PT PAL Indonesia (Persero) Luncurkan Barge Mounted Power Plant (BMPP) 60MW Kolaka 1

KBRN, Surabaya: PT PAL Indonesia (Persero) pada 26 Februari 2021 sukses luncurkan Dual Fuel Barge Mounted Power Plant 60 MW Kolaka 1 ditandai dengan kegiatan seremoni Shipnaming dan Launching. Proyek pesanan PT Indonesia Power tersebut secara resmi diberi nama Famajjah.  

Sekretaris Perusahaan Rariya Budi  Harta  dalam  kesempatan  tersebut menyampaikan PT  PAL  Indonesia  (Persero)  sebagai  perusahaan  konstruksi  di  bidang industri  maritim  dan  energi  telah  menandatangani  kontrak  pembangunan  3  unit  BMPP (Barge  Mounted  Power  Plant),  yaitu  2×60MW  dan  1x30MW.  BMPP  60  MW  Kolaka  I merupakan satu dari tiga unit dual fuel BMPP yang dipesan dengan total kapasitas dual fuel Barge Mounted Power Plant 150 Mega Watt.    

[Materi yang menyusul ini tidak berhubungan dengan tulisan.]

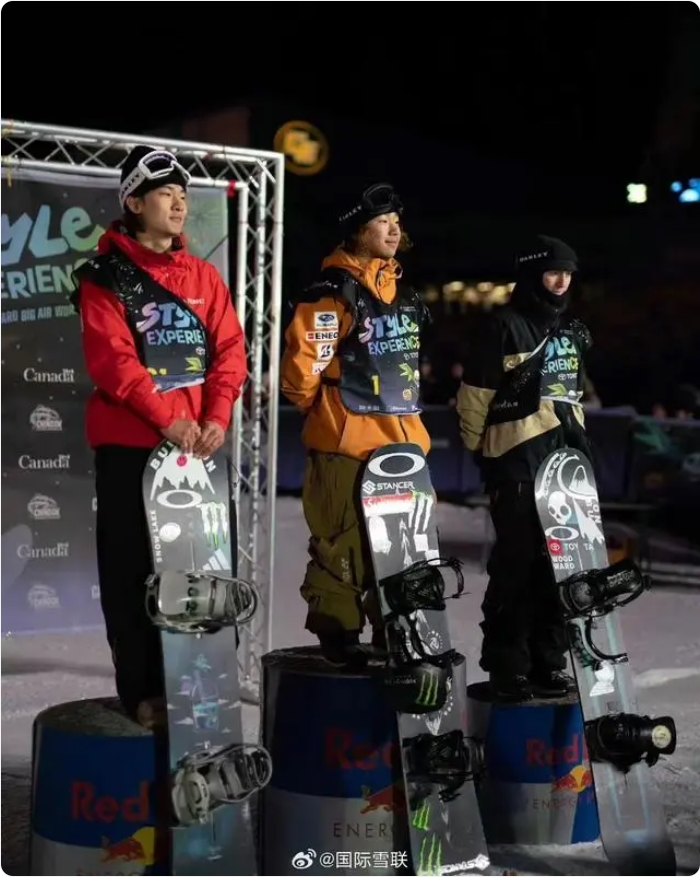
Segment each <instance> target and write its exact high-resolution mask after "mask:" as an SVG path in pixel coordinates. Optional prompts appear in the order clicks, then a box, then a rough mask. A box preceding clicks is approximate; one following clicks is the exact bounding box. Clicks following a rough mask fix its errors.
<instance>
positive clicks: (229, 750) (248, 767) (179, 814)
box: [171, 743, 272, 825]
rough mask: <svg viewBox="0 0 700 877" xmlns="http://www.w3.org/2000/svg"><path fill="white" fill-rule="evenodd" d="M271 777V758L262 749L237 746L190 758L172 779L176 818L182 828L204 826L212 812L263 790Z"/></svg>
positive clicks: (205, 753) (227, 747)
mask: <svg viewBox="0 0 700 877" xmlns="http://www.w3.org/2000/svg"><path fill="white" fill-rule="evenodd" d="M271 778H272V758H271V756H270V753H269V752H268V751H267V749H264V748H263V747H262V746H256V745H254V744H247V743H234V744H232V745H231V746H226V747H224V748H223V749H219V750H218V751H213V752H212V751H208V752H203V753H199V754H197V755H192V756H187V757H186V758H184V759H183V760H182V762H181V763H180V765H179V767H178V769H177V771H176V772H175V776H174V777H173V785H172V790H171V798H172V803H173V810H174V812H175V817H176V818H177V821H178V822H179V823H180V824H181V825H196V824H202V823H204V822H206V821H207V819H208V818H209V816H210V814H211V812H212V810H214V809H216V808H217V807H220V806H222V805H223V804H240V803H241V802H243V801H245V800H246V798H249V797H250V796H251V795H253V794H254V793H255V792H259V791H260V790H261V789H264V788H265V786H266V785H267V784H268V783H269V782H270V779H271Z"/></svg>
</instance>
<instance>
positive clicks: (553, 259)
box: [516, 234, 578, 274]
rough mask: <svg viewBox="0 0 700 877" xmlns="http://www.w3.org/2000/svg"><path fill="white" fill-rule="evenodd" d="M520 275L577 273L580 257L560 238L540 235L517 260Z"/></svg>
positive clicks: (523, 248) (537, 236)
mask: <svg viewBox="0 0 700 877" xmlns="http://www.w3.org/2000/svg"><path fill="white" fill-rule="evenodd" d="M516 267H517V270H518V273H519V274H520V273H522V274H533V273H538V274H544V272H545V271H571V272H574V271H577V270H578V256H577V255H576V253H575V252H574V250H572V249H571V247H570V246H569V245H568V244H565V243H564V241H561V240H559V238H553V237H550V236H549V235H545V234H538V235H537V236H536V238H535V240H534V241H533V242H532V244H530V245H529V246H527V247H524V248H523V249H522V250H521V252H520V253H519V254H518V256H517V259H516Z"/></svg>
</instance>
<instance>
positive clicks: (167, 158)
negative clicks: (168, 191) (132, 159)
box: [119, 149, 192, 207]
mask: <svg viewBox="0 0 700 877" xmlns="http://www.w3.org/2000/svg"><path fill="white" fill-rule="evenodd" d="M172 175H176V176H179V177H180V178H181V179H182V184H183V186H187V185H188V184H189V182H190V180H191V179H192V176H191V174H190V173H189V172H188V171H186V170H185V168H184V167H183V166H182V165H181V164H180V162H179V161H178V160H177V158H176V157H175V156H174V155H173V154H172V152H166V151H165V150H160V149H158V150H154V151H153V152H149V153H148V155H144V157H143V158H142V159H140V160H139V162H138V164H137V165H136V167H135V168H134V169H133V171H132V172H131V173H130V174H129V176H128V177H127V178H126V179H125V180H124V182H123V183H122V184H121V186H120V187H119V201H120V203H121V205H122V207H124V203H125V202H126V199H127V198H128V197H129V195H133V194H134V192H135V191H136V190H137V189H138V188H139V187H140V186H142V185H143V183H157V182H158V181H159V180H164V179H165V178H166V177H170V176H172Z"/></svg>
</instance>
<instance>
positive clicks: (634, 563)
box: [559, 557, 651, 620]
mask: <svg viewBox="0 0 700 877" xmlns="http://www.w3.org/2000/svg"><path fill="white" fill-rule="evenodd" d="M650 587H651V579H650V578H649V576H645V575H643V574H642V571H641V569H640V568H639V566H638V565H637V564H636V563H635V562H634V561H633V560H632V559H631V558H628V557H625V558H623V559H622V560H620V561H618V562H617V563H614V564H612V566H608V567H606V568H605V569H594V570H586V571H584V572H580V573H576V574H575V575H572V576H570V577H569V578H568V579H565V580H564V581H563V582H560V584H559V599H560V602H561V604H562V608H563V610H564V617H565V619H566V620H569V619H572V618H596V617H598V618H599V617H601V616H603V615H607V614H608V613H610V612H612V611H613V610H614V609H618V608H619V607H621V606H626V605H627V604H628V603H631V602H632V600H636V599H637V597H639V596H640V594H642V593H643V592H644V591H645V590H647V589H648V588H650Z"/></svg>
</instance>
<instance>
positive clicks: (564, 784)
mask: <svg viewBox="0 0 700 877" xmlns="http://www.w3.org/2000/svg"><path fill="white" fill-rule="evenodd" d="M592 786H593V774H592V773H591V771H590V769H589V768H587V767H584V765H582V764H577V765H576V767H573V768H572V769H571V770H570V771H569V772H568V773H566V774H564V776H563V777H557V778H556V779H555V780H554V781H553V782H552V791H553V792H561V791H567V792H576V794H577V795H580V794H581V792H583V791H585V790H586V789H590V788H592Z"/></svg>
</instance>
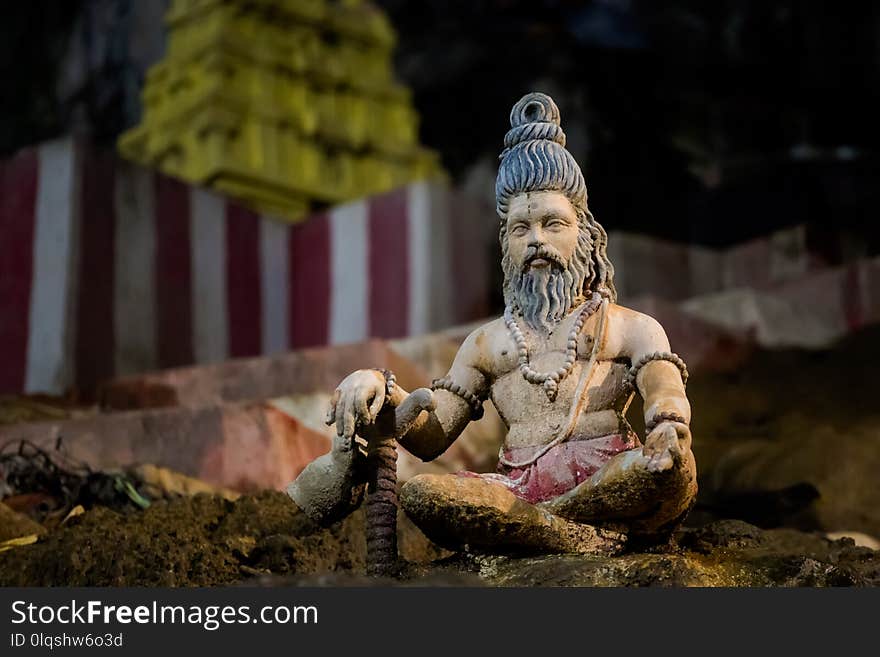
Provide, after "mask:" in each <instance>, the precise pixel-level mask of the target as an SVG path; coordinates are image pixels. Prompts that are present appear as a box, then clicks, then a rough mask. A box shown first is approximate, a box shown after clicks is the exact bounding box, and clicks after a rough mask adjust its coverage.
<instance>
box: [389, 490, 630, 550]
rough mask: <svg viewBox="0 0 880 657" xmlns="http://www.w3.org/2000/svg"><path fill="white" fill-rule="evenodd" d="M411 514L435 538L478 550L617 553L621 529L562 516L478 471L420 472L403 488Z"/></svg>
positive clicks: (402, 496)
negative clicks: (443, 472)
mask: <svg viewBox="0 0 880 657" xmlns="http://www.w3.org/2000/svg"><path fill="white" fill-rule="evenodd" d="M400 502H401V505H402V507H403V509H404V511H406V513H407V515H408V516H409V517H410V518H411V519H412V520H413V522H415V524H416V525H418V527H419V528H420V529H421V530H422V531H423V532H424V533H425V535H426V536H427V537H428V538H430V539H431V540H432V541H434V542H435V543H437V544H438V545H441V546H443V547H445V548H447V549H451V550H461V549H470V550H472V551H477V552H528V553H560V552H568V553H580V554H615V553H617V552H620V551H621V550H622V549H623V547H624V544H625V541H626V537H625V536H624V535H623V534H619V533H617V532H612V531H608V530H603V529H598V528H596V527H593V526H591V525H587V524H583V523H579V522H574V521H571V520H566V519H564V518H561V517H559V516H557V515H555V514H553V513H551V512H550V511H548V510H546V509H541V508H538V507H537V506H535V505H533V504H529V503H528V502H525V501H523V500H521V499H520V498H518V497H516V496H515V495H514V494H513V493H511V492H510V491H509V490H508V489H507V488H505V487H504V486H501V485H500V484H496V483H493V482H490V481H486V480H484V479H480V478H477V477H463V476H457V475H418V476H416V477H413V478H412V479H411V480H410V481H408V482H407V483H406V484H405V485H404V486H403V488H402V489H401V492H400Z"/></svg>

BMPP yang dipesan oleh PT Indonesia Power ini merupakan pembangkit listrik terapung yang memiliki beberapa keunggulan antara lain menggunakan proven & robust design, memiliki compact size dengan draft yang rendah sehingga dapat dioperasikan di perairan dangkal dan daerah terpencil, mobile sehingga mudah dipindahkan dari satu tempat ke tempat lain termasuk bila dibutuhkan pada kondisi darurat saat kejadian bencana alam, menggunakan dual fuel engine yang reliable sehingga sangat flexible pada lingkungan yang ekstrim. 

BMPP menggunakan teknologi dua fuel dan juga disiapkan untuk 100% bahan bakar gas. Dual Fuel BMPP 60MW memiliki panjang 72 meter, lebar 27,4 meter, tinggi 6,5 meter dan sarat setinggi 4,7 meter serta ditunjang dengan 6 x Dual Fuel Engine 20V34DF. 

Progres pembangunan BMPP 60MW Kolaka 1 ini telah mencapai 81,41% pada akhir Januari 2021. Beberapa milestone penting pada proses pembangunan BMPP ini telah dilalui dengan baik antara lain Pemotongan Plat Pertama atau First Steel Cutting, peletakan lunas kapal atau keel laying, engine loading dan launching pada hari ini. 

Direktur Rekayasa Umum & Harkan Sutrisno dalam sambutannya mengharapkan semoga kerjasama dan sinergi ini dapat terus terjaga untuk mewujudkan target peningkatan rasio elektrifikasi nasional dengan melaksanakan pembangunan infrastruktur ketenagalistrikan yang merupakan salah satu program prioritas nasional. 

Direktur Keuangan PT Indonesia Power Khusnul Mubien hadir langsung dalam kegiatan tersebut dan menyatakan apresiasi setinggi-tingginya atas prestasi industri dalam negeri dalam pemenuhan kebutuhan elektrifikasi nasional. 

Dalam sambutannya tersebut disampaikan pula harapan bahwa kerjasama yang sudah terjalin begitu lama ini dapat terus berjalan.

"Dan semoga BMPP 60 MW yang diberi nama Famajjah dapat memberikan kontribusi yang positif terhadap kelistrikan Indonesia khususnya Indonesia bagian timur."ujarnya.